A MATHEMATICAL MODEL TO PREDICT THE NUMBER OF BEDS FOR HOSPITALS

 In News, Noticias

Researchers belonging to the Stochastic Models group and the Institute for Biocomputation and Physics of Complex Systems (BIFI) have developed a hospital management model capable of predicting the number of hospital and ICU beds required in situations of health stress such as those generated by a pandemic. (heliyon-paper)

The model combines different techniques and probabilistic-statistical models such as multistate models, survival models or cure models. The procedure analyzes the trajectory of patients who have suffered from the disease and estimates the future bed requirements of the healthcare system.

The model can be applied to a hospital, a set of hospitals or the health system of a region. The data used to generate the model are basic and are collected in any health system, such as the date of diagnosis of the disease, the date of hospitalization, if it has occurred, the date of admission to the ICU, if applicable, and the dates of discharge from the ICU or hospital or the date of death.

The tool has been validated with actual COVID-19 pandemic data. The model makes predictions of bed occupancy at 7 and 14 days and has shown a behavior very close to reality in the three scenarios that can occur during a wave of contagion: Up Scenario (increasing wave of the disease), Critical or Peak Scenario (maximum occupancy) and Down Scenario (decreasing wave).

In addition, it has been compared with similar objective models, one Israeli, two European and one American, and has demonstrated its superiority to all of them.

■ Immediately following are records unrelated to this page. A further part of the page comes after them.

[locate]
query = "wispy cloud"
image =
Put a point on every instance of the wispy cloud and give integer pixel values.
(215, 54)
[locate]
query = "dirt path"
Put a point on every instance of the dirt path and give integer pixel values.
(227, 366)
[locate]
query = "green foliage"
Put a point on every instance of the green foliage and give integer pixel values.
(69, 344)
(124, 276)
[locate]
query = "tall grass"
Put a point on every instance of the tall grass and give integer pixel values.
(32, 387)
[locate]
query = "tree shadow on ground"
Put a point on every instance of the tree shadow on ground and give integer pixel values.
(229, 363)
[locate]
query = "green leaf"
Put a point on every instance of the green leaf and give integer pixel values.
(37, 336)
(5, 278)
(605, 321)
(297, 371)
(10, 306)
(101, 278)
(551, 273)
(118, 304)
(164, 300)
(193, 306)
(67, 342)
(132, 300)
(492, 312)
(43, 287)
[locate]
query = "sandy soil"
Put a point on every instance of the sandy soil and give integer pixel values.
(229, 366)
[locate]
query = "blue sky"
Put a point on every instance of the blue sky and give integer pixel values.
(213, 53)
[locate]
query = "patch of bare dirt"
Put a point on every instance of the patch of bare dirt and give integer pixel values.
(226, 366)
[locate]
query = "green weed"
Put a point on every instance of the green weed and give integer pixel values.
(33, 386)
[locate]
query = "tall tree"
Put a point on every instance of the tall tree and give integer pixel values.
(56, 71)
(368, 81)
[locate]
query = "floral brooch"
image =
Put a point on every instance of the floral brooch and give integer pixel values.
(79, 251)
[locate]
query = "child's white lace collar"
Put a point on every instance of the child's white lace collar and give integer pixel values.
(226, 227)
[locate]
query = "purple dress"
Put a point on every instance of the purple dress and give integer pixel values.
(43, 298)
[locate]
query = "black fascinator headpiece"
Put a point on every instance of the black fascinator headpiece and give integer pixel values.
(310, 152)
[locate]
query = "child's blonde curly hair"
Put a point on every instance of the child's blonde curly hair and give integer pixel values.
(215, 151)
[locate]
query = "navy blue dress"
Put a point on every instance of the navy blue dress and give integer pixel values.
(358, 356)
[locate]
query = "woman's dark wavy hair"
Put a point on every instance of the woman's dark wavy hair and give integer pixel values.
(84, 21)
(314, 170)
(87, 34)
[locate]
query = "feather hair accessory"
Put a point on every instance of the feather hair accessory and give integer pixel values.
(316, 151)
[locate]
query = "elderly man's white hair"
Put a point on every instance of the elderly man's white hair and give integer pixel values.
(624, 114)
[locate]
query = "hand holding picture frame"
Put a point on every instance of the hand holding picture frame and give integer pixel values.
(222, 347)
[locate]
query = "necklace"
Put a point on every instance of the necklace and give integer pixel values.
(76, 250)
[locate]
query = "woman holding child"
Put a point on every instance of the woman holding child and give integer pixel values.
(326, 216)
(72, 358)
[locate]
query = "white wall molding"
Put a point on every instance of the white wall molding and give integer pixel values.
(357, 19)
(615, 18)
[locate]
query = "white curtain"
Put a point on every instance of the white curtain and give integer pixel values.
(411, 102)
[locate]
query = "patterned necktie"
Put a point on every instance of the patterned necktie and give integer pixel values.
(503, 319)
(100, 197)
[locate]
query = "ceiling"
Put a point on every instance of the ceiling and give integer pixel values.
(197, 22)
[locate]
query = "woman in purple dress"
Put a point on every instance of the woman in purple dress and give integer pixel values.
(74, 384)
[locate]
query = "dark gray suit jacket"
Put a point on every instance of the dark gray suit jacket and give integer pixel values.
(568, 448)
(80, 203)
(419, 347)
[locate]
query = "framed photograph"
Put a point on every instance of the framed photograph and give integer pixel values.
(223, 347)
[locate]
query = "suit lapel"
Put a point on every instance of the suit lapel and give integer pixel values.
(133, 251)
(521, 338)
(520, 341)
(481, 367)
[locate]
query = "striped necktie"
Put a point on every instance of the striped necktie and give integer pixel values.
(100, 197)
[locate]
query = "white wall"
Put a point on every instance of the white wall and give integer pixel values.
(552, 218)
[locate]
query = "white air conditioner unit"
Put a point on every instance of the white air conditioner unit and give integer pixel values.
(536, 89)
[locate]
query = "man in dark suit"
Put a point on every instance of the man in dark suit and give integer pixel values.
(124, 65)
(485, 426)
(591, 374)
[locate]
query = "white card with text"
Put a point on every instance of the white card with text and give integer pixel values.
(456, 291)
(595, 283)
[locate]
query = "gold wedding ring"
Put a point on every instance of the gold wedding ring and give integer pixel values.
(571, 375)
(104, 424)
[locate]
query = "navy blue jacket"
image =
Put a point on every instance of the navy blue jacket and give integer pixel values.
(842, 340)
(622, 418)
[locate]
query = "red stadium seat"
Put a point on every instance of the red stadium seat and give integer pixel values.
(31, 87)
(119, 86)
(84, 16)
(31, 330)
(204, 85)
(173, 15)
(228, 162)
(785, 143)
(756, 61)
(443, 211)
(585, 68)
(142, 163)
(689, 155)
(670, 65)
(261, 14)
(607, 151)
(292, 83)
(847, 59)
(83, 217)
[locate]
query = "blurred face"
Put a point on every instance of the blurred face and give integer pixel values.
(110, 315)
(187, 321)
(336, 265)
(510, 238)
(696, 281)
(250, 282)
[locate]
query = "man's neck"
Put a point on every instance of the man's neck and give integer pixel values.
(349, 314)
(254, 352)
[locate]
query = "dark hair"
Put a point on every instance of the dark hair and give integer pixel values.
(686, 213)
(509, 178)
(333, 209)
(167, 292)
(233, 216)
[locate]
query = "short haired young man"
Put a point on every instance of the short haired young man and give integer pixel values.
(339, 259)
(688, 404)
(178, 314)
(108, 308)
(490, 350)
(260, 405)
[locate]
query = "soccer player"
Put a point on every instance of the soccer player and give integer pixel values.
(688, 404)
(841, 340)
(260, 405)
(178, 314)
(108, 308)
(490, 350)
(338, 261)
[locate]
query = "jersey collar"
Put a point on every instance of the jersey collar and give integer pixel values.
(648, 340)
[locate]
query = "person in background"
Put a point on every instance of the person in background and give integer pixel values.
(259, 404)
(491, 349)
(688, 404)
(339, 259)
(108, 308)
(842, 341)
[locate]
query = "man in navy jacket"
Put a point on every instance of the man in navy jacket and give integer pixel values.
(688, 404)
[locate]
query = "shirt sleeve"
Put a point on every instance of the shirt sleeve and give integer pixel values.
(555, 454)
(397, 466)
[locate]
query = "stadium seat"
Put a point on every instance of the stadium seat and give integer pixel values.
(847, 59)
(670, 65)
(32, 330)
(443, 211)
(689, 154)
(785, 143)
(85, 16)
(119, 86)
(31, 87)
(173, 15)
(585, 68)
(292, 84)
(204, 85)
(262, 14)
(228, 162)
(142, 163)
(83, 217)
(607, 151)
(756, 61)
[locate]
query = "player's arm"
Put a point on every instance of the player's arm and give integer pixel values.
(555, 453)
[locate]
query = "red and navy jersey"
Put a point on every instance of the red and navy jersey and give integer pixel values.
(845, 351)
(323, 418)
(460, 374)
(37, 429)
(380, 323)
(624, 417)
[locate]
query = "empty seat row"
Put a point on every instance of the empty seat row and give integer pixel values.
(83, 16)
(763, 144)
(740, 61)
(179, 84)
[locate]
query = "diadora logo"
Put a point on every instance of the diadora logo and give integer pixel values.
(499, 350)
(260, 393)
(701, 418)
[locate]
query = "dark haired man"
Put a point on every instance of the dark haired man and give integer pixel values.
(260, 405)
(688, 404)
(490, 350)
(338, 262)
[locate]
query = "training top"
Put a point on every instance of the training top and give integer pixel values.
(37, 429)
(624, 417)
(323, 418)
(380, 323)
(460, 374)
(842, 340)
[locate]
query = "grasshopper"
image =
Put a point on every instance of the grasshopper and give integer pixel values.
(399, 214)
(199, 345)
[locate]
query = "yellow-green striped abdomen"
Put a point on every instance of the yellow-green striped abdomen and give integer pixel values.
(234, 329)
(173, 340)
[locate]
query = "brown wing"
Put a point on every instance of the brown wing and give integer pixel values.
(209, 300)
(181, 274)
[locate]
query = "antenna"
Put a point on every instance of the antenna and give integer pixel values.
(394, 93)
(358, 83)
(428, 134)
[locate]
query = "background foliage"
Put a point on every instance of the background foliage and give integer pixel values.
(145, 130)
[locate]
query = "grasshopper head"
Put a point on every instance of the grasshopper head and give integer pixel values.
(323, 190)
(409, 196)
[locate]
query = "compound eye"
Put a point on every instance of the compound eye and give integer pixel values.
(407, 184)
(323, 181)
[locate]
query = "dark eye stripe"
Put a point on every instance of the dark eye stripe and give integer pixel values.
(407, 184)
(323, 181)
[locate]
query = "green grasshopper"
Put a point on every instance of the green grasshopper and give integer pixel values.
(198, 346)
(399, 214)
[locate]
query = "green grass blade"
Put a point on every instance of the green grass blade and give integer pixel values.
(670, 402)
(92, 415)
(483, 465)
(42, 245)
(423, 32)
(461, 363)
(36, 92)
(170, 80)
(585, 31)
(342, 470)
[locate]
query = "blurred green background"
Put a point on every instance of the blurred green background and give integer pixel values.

The model will help health system managers to better plan the resources needed to care for patients in a pandemic situation, establishing predictions that anticipate the need to set up extra beds in the ICU or to install a field hospital, for example. This research has led to the development of a computerized decision-support tool that is freely available for use by managers of affected health services anywhere in the world.

Finally, we would like to thank the IACS (Institute of Health Science of Aragón) for their collaboration in this research.